BASF order books filling but has no clear view beyond December

Nigel Davis


LONDON (ICIS)–A shift in customer order trends towards more short-term purchasing due to coronavirus pandemic uncertainty has sharply reduced visibility on future demand, BASF CEO Martin Brudermuller said on Wednesday.

An increase in business momentum seen in October looks set to continue through much of the rest of 2020, added company CFO Hans-Ulrich Engel.

“December is looking fine at this time,” he said on Wednesday, commenting on BASF’s order books for the coming months.

Beyond that, however, the company stressed that it has very little forward visibility.

BASF’s coronavirus hit sales volumes were 2% lower in the third quarter compared with Q3 2019. Volumes were lower year on year in July and August but 4% higher in September.

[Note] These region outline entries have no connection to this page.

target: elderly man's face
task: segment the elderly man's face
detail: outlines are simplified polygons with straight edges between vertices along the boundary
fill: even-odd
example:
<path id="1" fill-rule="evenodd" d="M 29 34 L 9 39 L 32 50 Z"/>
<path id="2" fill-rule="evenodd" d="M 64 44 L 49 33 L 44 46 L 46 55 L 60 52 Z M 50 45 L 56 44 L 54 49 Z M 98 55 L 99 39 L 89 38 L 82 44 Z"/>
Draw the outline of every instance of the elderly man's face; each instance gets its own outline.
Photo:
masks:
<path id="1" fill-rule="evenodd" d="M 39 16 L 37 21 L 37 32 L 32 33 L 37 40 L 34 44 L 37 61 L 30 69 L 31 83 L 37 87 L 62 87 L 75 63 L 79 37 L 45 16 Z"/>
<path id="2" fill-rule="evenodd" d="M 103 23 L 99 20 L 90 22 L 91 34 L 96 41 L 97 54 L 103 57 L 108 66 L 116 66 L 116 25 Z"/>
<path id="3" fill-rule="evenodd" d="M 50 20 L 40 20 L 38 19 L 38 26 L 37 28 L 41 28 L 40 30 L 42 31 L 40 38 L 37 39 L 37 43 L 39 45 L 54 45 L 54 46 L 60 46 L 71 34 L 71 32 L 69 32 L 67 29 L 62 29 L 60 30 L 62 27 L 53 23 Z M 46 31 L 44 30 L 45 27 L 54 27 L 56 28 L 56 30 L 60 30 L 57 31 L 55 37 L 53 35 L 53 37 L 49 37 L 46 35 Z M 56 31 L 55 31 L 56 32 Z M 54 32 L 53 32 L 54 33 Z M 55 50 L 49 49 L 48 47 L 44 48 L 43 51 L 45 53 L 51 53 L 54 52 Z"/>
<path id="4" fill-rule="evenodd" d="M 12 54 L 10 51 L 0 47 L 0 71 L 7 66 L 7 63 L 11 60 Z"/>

They would have turned positive that month in the US if it were not for the steam cracker outage at Port Arthur in Texas. The company experienced double digit third quarter volume growth in China driven by what CEO Martin Brudermuller described as the country’s ‘V’ shaped economic recovery.

BASF has seen its order books fill following the lockdown driven slump in April and the gap, with order levels last year, close.

Now, order entries are slightly below the same month of the previous year, Brudemuller said, but he acknowledged that renewed coronavirus lockdowns might impact orders in the coming months. He was speaking on a media conference call following the release of the company’s third quarter financial results.

The gap between daily order entry, year on year, in April was -27%, but that had shrunk to 4% in September and to 3% in the month to 23 October.

Some 50% to 55% of BASF’s order entries now are for October and 25% to 30% for November. There is “no clear view beyond that,” Brudermuller said.

BASF will be banking on further coronavirus restrictions in Europe and elsewhere having a lesser impact on manufacturing than on hard hit service sectors.

It has been hit severely, however, by the collapse in the aviation sector and the deep slump in the automobile industry. It is suffering from the overcapacity driven pressure on petrochemical margins.

The company stressed on Wednesday that it would take “Early and decisive management actions to ensure continuity of operations worldwide,” in the midst of the pandemic.

“The customer is at the centre of all our activities; we closely interact, even more so during the pandemic. We adapt our utilisation rates according to market demand using our proprietary Verbund simulator,” BASF said in its financial materials.

BASF is planning based on an assumed 5% drop in global GDP this year, a 5.0% slump in industrial production and 2.5% fall in chemical production.

Against that backdrop, it expects to make a return on capital employed (ROCE) in 2020 in the 0.0% to 1.0% range on sales close to €58bn.